Workshop

Programme

PSBT counts down to its twentieth anniversary with its annual Open Frame Film Festival, presenting a selection of its documentary films. Organised in partnership with Doordarshan (that funds and broadcasts PSBT’s films) and the India International Centre, the Festival will showcase some of PSBT’s recent films and a retrospective of its unique and remarkable legacy.

Open Frame 2019 will explore myriad themes: the love for cinema and storytelling; stories of the earth and water bodies and their people; the unique efforts of those fighting to preserve them; the histories and memories of cities and their metamorphoses; stories of migration, separation and loss – of people, places, stories and the self; forgotten histories and newer relationships with the past; the engagements of artistic practices with social processes; the experiences and aspirations of those living with disability; understanding inequality, disempowerment and violence; survival on the margins; the power of solidarity across real and imagined boundaries and the human impulse for freedom and creation. The Festival will engage with the documentary form, the stories they tell, the artistic and political impulses that shape them and ways in which they impact their creators and viewers.
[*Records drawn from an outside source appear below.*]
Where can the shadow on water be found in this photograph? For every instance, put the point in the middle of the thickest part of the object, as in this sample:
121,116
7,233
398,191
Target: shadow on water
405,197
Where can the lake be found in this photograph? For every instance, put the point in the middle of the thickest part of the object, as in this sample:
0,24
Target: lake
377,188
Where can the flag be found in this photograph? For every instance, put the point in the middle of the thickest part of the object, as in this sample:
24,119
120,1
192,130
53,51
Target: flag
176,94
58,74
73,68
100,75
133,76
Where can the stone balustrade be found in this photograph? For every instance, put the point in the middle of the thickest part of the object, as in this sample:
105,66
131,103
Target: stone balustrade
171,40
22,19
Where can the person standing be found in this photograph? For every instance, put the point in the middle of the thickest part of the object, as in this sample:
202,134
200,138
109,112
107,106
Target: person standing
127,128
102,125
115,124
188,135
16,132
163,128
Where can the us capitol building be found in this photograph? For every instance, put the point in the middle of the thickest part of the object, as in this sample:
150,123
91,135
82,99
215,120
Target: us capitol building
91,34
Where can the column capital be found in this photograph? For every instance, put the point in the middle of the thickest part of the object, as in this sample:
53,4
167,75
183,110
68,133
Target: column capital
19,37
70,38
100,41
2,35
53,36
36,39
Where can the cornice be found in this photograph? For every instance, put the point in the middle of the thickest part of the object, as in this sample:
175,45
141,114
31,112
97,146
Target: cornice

Festival highlights include a retrospective of our celebrated films from earlier years, including National Award winners; Rang Mahal by Prantik Basu – the only Indian film at the Berlinale Competition 2019; winners of the Best Long Documentary Award at the International Film Festival of Kerala, now contending for the Oscars – Moti Bagh by Nirmal Chander and Janani’s Juliet by Pankaj Rishi Kumar; a film on the iconic Sharmila Tagore by Umang Sabarwal; the story of the small town of Guler, in Notes on Guler by Amit Dutta and other exciting and compelling new stories from experienced and starting-out filmmakers.

19 years of Open frame

PSBT’s annual film festival and forum, a space and context for serious engagement with documentary films from India and across the world, representing diverse voices and experiences, providing valuable insights into the contemporary times and a platform for training in filmmaking, film appreciation, understanding and exploring the medium and expanding its boundaries. Open Frame has, over the years, explored a very wide range of subjects and themes: human rights, livelihood, environment, feminism and development to conflict, diversity and politics.